Когда Холли снится мне, она либо бежит, либо плывет, и ее тело как маленькая лодка, которую я не могу спасти.
Мы в парилке, стоим босыми ногами на чистом кафельном полу. Холли подпрыгивает с ноги на ногу и повизгивает, как щенок, пока я не дергаю ее за руку, чтобы она прекратила. На нас только полотенца. Холли совсем маленькая, ей, может, лет пять.
Во сне все всегда одинаково: старуха с отвисшей грудью неровной походкой подходит к нам. Она хватает меня за руку и, показывая на красное пятно у меня на ладони, спрашивает на иностранном языке, не начались ли у меня месячные. Я раздраженно отвечаю по-английски, что ничего у меня не началось. Я объясняю, что это кассир поставил штампы нам на ладони, когда мы платили за вход. Я тщетно подыскиваю слово «билет» в языке, которого не знаю. «А где ее штамп?» – вопрошает старуха, кивая в сторону Холли.
«Оставьте нас в покое», – огрызаюсь я, пытаясь вывернуть руку, которую сжимает старуха.
Вдруг Холли отпрыгивает от меня и ныряет в мелкий бассейн. Мы со старухой смотрим, как она проплывает весь бассейн под водой. Женщина крепче сжимает свою сухую ладонь, и я вспоминаю, что Холли не умеет плавать.
Вы думали когда-нибудь о том, как ваша болезнь влияет на ваших родных?

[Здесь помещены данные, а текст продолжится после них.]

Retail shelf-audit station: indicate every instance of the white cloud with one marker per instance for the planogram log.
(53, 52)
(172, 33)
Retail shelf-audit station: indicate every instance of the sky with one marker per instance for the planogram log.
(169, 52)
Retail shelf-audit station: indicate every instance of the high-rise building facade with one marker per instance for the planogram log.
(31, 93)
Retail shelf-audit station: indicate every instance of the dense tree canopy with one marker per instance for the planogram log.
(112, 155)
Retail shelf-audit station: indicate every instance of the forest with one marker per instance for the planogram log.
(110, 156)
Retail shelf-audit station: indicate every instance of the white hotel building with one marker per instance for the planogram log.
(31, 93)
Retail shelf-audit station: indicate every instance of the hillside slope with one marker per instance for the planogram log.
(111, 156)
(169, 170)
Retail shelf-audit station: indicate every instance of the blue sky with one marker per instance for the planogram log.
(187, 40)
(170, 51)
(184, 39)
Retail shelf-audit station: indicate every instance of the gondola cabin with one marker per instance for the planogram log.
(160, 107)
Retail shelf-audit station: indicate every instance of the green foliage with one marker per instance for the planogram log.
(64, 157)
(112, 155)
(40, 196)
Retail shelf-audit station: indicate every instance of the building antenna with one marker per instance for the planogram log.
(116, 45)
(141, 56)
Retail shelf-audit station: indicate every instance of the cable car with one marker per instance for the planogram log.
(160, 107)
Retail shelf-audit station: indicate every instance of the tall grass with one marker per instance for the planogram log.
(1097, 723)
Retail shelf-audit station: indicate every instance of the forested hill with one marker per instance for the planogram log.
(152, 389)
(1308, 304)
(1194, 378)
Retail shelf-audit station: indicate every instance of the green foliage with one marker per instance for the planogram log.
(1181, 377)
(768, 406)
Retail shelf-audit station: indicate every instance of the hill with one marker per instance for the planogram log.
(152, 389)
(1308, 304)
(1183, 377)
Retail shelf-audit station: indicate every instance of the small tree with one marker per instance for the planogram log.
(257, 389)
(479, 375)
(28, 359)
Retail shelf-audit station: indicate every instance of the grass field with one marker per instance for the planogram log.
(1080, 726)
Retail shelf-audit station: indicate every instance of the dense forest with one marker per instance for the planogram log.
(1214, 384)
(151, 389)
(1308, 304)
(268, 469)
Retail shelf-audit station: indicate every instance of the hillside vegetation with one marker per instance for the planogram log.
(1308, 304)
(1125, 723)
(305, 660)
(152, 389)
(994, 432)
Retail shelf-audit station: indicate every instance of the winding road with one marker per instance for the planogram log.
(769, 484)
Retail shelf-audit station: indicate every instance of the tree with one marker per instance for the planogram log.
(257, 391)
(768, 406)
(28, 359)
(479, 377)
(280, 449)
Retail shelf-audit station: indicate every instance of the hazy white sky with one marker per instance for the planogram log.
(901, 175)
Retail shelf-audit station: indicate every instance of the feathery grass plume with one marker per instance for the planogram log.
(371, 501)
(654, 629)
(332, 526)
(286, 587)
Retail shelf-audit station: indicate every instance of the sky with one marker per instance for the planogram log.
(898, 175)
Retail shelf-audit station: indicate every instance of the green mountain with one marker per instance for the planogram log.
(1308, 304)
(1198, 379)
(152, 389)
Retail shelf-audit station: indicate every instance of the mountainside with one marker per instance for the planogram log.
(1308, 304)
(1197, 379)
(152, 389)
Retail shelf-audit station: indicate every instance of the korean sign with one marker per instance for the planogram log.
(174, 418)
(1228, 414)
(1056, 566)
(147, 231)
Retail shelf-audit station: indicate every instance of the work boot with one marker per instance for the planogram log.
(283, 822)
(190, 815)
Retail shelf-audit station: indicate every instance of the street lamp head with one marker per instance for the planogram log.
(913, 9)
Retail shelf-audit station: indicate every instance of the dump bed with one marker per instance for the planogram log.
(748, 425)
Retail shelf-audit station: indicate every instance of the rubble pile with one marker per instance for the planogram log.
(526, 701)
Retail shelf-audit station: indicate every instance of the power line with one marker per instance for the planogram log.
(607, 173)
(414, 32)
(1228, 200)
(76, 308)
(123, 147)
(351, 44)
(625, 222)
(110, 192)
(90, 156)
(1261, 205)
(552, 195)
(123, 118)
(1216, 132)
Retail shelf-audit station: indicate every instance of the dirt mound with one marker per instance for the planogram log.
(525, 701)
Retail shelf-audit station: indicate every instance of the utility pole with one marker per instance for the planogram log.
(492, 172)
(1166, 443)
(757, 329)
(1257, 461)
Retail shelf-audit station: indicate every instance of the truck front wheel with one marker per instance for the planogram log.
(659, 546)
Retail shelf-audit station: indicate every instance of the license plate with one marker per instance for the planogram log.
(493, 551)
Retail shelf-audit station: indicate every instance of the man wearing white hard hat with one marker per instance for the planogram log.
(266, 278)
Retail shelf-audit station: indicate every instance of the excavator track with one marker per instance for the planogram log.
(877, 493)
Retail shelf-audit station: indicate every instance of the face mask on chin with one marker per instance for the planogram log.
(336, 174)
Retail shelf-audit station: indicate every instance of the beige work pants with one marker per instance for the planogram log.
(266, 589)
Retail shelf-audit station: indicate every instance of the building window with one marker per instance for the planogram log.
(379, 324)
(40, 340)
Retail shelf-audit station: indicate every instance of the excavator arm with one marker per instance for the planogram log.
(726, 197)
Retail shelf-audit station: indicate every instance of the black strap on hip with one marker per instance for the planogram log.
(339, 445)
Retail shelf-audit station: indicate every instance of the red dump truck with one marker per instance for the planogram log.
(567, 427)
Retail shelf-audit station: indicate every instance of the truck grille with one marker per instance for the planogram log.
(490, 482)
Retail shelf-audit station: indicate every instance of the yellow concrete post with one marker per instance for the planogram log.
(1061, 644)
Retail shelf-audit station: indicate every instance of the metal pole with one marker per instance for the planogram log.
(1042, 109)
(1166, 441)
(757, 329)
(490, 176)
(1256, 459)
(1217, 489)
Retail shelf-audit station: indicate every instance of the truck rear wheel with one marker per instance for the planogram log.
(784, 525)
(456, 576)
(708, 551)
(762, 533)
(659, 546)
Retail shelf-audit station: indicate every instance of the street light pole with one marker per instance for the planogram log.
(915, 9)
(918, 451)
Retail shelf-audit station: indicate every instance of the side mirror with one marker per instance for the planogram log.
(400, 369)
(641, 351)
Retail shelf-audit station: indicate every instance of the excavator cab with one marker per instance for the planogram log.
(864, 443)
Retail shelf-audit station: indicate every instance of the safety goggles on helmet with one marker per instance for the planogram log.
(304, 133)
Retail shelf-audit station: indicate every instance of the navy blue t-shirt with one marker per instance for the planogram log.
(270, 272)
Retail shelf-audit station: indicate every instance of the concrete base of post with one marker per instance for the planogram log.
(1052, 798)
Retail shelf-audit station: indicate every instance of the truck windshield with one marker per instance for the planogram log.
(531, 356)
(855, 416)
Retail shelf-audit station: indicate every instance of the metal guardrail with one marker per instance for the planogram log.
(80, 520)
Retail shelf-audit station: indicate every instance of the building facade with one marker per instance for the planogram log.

Я их вижу. Они сидят, как семейка бронзовых кукол, лицом к озеру, у них напряженные тонкие спины, темно-коричневые от загара. Мама сидит внизу на пляже, то и дело поднимает голову от журнала, чтобы надвинуть шляпу на глаза. Я сижу под деревом, подальше от них, на заднем плане, на мне большие мамины очки в стиле Джеки Онассис. Холли три года; они с папой играют большим сине-зеленым мячом. Папа старается не бросать его слишком близко к воде, потому что со всей неразумной страстью ребенка она боится, что кто-то утащит ее в озеро. Со мной мои палочки, несколько интересных жучков, пара гусениц и самое мое ценное приобретение – крохотный жирный головастик, украденный из верши на пескарей в соседнем ручье ранним утром того же дня, прежде чем кто-нибудь успел встать и запретить мне его брать.